That std::hive will fit right in. Another container type you probably shouldn't use, draining precious maintenance resource from groups who have better things they could be doing.
> These are in the standard library because someone proposed their inclusion.
As with std::hive. Indeed the "unordered" containers, just like std::hive were repeatedly knocked back and eventually got in decades after they were obsolete. Persistence really does pay off in C++
> They're fine for the majority of people who really don't want to roll their own data structures each time.
Sure, doubtless std::hive is fine for that same majority of people.
In my limited experience with looking at autovectorisation compiler output, gcc is quite bad unless you hold its hand, and clang tries to autovectorise everything it sees.
The problem is more in language (or SIMD architecturally, depending on your POV). C semantics block too many of the necessary transformations that autovectorization would need to do.
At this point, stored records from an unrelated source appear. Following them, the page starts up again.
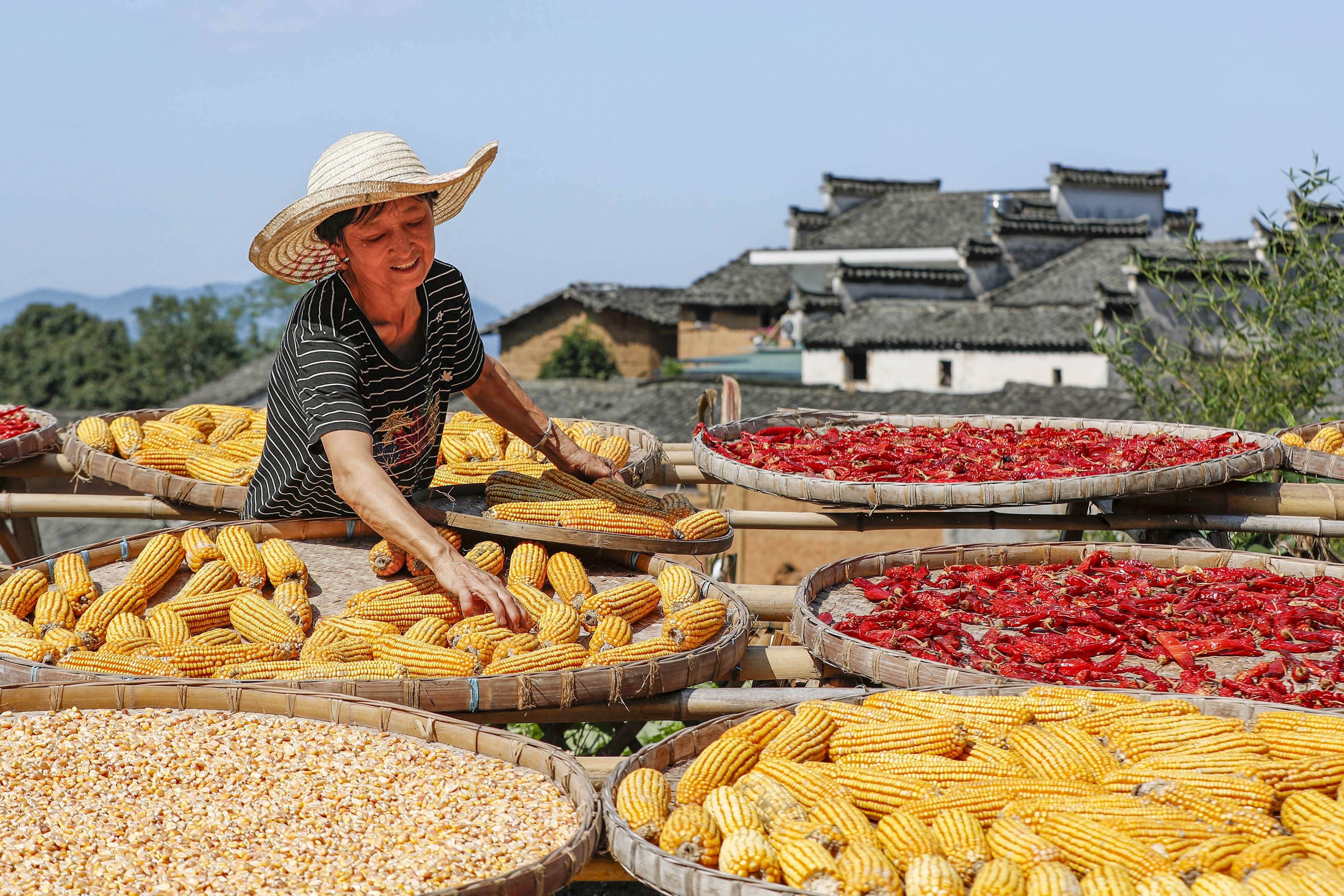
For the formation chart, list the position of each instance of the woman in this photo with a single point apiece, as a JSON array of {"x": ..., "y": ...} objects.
[{"x": 374, "y": 351}]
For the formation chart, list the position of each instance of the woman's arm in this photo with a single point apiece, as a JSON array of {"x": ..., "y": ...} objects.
[
  {"x": 363, "y": 486},
  {"x": 500, "y": 398}
]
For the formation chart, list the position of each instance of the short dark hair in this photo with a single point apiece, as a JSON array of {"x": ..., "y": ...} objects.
[{"x": 334, "y": 229}]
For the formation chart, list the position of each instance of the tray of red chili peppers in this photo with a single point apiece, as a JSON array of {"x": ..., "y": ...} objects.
[
  {"x": 1119, "y": 616},
  {"x": 25, "y": 432},
  {"x": 936, "y": 461}
]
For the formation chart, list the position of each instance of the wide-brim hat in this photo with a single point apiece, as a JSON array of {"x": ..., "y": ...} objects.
[{"x": 360, "y": 170}]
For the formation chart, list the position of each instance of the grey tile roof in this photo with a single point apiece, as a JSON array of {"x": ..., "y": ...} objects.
[
  {"x": 658, "y": 304},
  {"x": 740, "y": 284},
  {"x": 881, "y": 323},
  {"x": 667, "y": 408},
  {"x": 915, "y": 221},
  {"x": 1065, "y": 175}
]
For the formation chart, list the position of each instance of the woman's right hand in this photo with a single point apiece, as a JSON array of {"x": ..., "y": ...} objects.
[{"x": 479, "y": 592}]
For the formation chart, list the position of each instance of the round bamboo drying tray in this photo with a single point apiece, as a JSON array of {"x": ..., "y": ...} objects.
[
  {"x": 533, "y": 879},
  {"x": 953, "y": 495},
  {"x": 1327, "y": 467},
  {"x": 185, "y": 490},
  {"x": 828, "y": 590},
  {"x": 671, "y": 755},
  {"x": 40, "y": 441},
  {"x": 464, "y": 512},
  {"x": 336, "y": 554}
]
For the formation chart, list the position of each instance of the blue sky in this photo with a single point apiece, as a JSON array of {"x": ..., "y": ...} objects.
[{"x": 147, "y": 143}]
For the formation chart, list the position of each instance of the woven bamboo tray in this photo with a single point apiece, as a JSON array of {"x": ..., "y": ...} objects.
[
  {"x": 40, "y": 441},
  {"x": 646, "y": 460},
  {"x": 464, "y": 512},
  {"x": 533, "y": 879},
  {"x": 336, "y": 552},
  {"x": 828, "y": 590},
  {"x": 1327, "y": 467},
  {"x": 681, "y": 878},
  {"x": 953, "y": 495}
]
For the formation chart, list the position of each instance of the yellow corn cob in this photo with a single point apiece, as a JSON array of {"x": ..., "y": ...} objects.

i've been told that it's totally fine because once the codebase turns into spaghetti you can simply tell the agent to refactor it and then everything will be ok
I know this is a tongue-in-cheek response, but this brings me great pain. The spaghetti begins quickly, and your unit/functional tests won't help you unless you hammered out your module API seams before you even began. Oh, your abstractions are leaking? Your modules know too much about each other? Multiply the spaghetti!
Is this still true? New versions of protobuf allow codegen of `std::string_view` rather than `const std::string&` (which forces a copy) of `string` and `repeated byte` fields.
It allows avoiding allocations, but it doesn't allow using serialised data as a backing memory for an in-language type. Protobuf varints have to be decoded and written out somewhere. They cannot be lazily decoded efficiently either: order of fields in the serialised message is unspecified, hence it either need to iterate message over and over finding one on demand or build a map of offsets, which negates any wins zero-copy strives to achieve.
This is true but the relative overhead of this is highly dependent on the protobuf structure in one's schema. For example, fixed integer fields don't need to be decoded (including repeated fixed ints), and the main idea of the "zero copy" here is avoiding copying string and bytes fields. If your protobufs are mostly varints then yes they all have to be decoded, if your protobufs contain a lot of string/bytes data then most of the decoded overhead could be memory copies for this data rather than varint decoding.
In some message schemas even though this isn't truly zero copy it may be close to it in terms of actual overhead and CPU time, in other schemas it doesn't help at all.
Those field accessors take and return string_view but they still copy. The official C++ library always owns the data internally and never aliases except in one niche use case: the field type is Cord, the input is large and meets some other criteria, and the caller had used kParseWithAliasing, which is undocumented.
To a very close approximation you can say that the official protobuf C++ library always copies and owns strings.
Google really dropped the ball with protobuf when they took so long to make them zero-copy. There are 3rd party implementations popping up now and a real risk of future wire-level incompatibilities across languages.
"zero copy" in this context just means that the contents of the input buffer are aliased to string fields in the decoded representation. This is a language-level feature and has nothing to do with the wire format.